Netflix Prize: Forum

Forum for discussion about the Netflix Prize and dataset.

You are not logged in.

Announcement

Congratulations to team "BellKor's Pragmatic Chaos" for being awarded the $1M Grand Prize on September 21, 2009. This Forum is now read-only.

#176 2007-05-31 17:24:50

Silicon Monkey
Member
From: British Columbia, Canada
Registered: 2006-11-27
Posts: 139

Re: Simon Funk Tells All

pAt84 wrote:

float err = (rating - PredictRating(movie, user, j, k));

UserFeature[j][user] += (0.001*(err*mv - kvalue*uv));
MovieFeature[j][movie] += (0.001*(err*uv - kvalue*mv));

It appears you are clipping and updating the cache everytime you call PredictRating.  When you use "err" in your calculation of the step you have already done the clipping.

I think you will find that Simon only does the clipping and the cache update after he has run all of the epochs he is going to run for that feature.

Offline

 

#177 2007-06-01 01:20:29

javampire
Member
Registered: 2006-10-23
Posts: 10

Re: Simon Funk Tells All

Bored Bitless wrote:

If you remove that line then that is more like what I would expect, that is, you add a residual to the contribution from the current feature to get a prediction.
BB

When I first tried the Simon Funk SVD thingie I also isnpired myself from Todd's code (meanwhile completely rewritten it in Java, but the core ideas are from there). And I found adding the init values of future features pretty strange myself...

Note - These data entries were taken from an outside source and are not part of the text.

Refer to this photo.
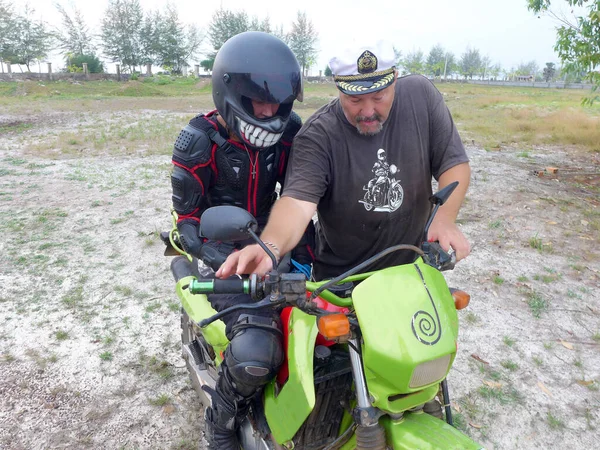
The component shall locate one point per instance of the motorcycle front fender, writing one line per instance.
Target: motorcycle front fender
(421, 431)
(287, 410)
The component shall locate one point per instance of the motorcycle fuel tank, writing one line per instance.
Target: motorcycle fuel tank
(409, 327)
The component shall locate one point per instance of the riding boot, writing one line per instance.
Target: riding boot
(224, 416)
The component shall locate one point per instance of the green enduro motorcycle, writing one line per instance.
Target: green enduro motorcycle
(366, 353)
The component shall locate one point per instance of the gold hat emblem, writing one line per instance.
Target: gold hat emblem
(367, 62)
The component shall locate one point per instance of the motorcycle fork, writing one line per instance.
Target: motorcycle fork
(364, 414)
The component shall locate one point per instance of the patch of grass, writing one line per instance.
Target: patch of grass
(508, 341)
(161, 400)
(74, 298)
(460, 422)
(504, 395)
(106, 356)
(547, 278)
(61, 335)
(509, 365)
(161, 368)
(124, 290)
(537, 304)
(471, 318)
(536, 243)
(152, 307)
(554, 422)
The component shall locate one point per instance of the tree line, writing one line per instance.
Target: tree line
(442, 64)
(134, 37)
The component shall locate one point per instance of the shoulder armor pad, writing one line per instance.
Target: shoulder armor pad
(193, 146)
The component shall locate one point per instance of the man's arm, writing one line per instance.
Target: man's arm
(444, 228)
(287, 223)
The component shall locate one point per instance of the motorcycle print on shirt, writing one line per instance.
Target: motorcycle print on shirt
(383, 192)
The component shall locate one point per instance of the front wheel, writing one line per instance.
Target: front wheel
(367, 201)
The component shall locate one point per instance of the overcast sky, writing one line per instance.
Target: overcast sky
(504, 30)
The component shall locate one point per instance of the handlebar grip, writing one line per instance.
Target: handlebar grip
(217, 286)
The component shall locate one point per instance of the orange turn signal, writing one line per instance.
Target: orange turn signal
(333, 326)
(461, 299)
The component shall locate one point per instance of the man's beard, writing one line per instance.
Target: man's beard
(375, 117)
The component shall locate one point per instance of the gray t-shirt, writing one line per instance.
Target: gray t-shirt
(372, 191)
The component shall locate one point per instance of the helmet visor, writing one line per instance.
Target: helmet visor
(267, 87)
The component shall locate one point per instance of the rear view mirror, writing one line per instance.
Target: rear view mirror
(227, 223)
(440, 197)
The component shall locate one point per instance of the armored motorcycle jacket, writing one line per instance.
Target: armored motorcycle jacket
(212, 169)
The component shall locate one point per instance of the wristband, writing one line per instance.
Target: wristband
(274, 248)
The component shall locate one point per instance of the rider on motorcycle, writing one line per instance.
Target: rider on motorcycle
(381, 169)
(236, 155)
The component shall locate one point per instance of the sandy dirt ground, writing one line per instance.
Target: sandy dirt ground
(89, 323)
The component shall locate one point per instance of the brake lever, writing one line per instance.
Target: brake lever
(438, 257)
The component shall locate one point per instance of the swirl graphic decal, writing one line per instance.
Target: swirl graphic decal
(426, 328)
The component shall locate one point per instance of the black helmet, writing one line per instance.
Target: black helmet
(255, 66)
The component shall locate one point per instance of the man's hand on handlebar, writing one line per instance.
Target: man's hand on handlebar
(446, 232)
(251, 259)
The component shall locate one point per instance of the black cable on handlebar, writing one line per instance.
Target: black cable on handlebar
(262, 304)
(264, 247)
(364, 264)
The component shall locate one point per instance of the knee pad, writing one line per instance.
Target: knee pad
(255, 352)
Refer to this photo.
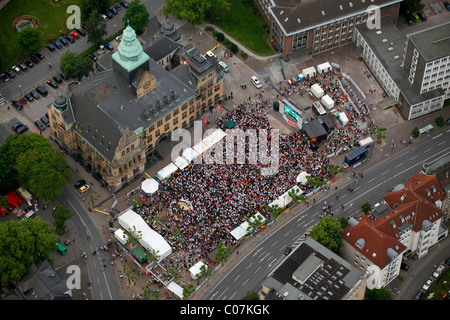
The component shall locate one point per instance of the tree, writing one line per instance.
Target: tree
(87, 6)
(366, 207)
(328, 232)
(29, 40)
(95, 29)
(61, 214)
(440, 122)
(415, 132)
(23, 243)
(195, 11)
(136, 16)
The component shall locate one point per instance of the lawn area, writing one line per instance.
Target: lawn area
(241, 24)
(52, 17)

But then I tried removing that (i.e. adding the init values of untrained features), and found that it performs worse. I attributed that to a "back-jump" of the RMSE on a new feature start, when the feature init value adds a non-zero and arbitrary difference to the predictions you arrived by the previous features. This back-jump gets more pronounced as the residuals get smaller (i.e. with later features), as the relative size of the init value 8compared to the residual) gets bigger.

Then I switched back to using the future feature init values in the current prediction to smooth out these feature transition RMSE jumps. With that in, final feature values are not 0-mean anymore, but centered around the feature init value, so basically the calculated part of the feature itself is the difference to the init value. With this in mind, you can adjust the initial guess so it accomodates the difference coming from the init values and you'll find the performance better.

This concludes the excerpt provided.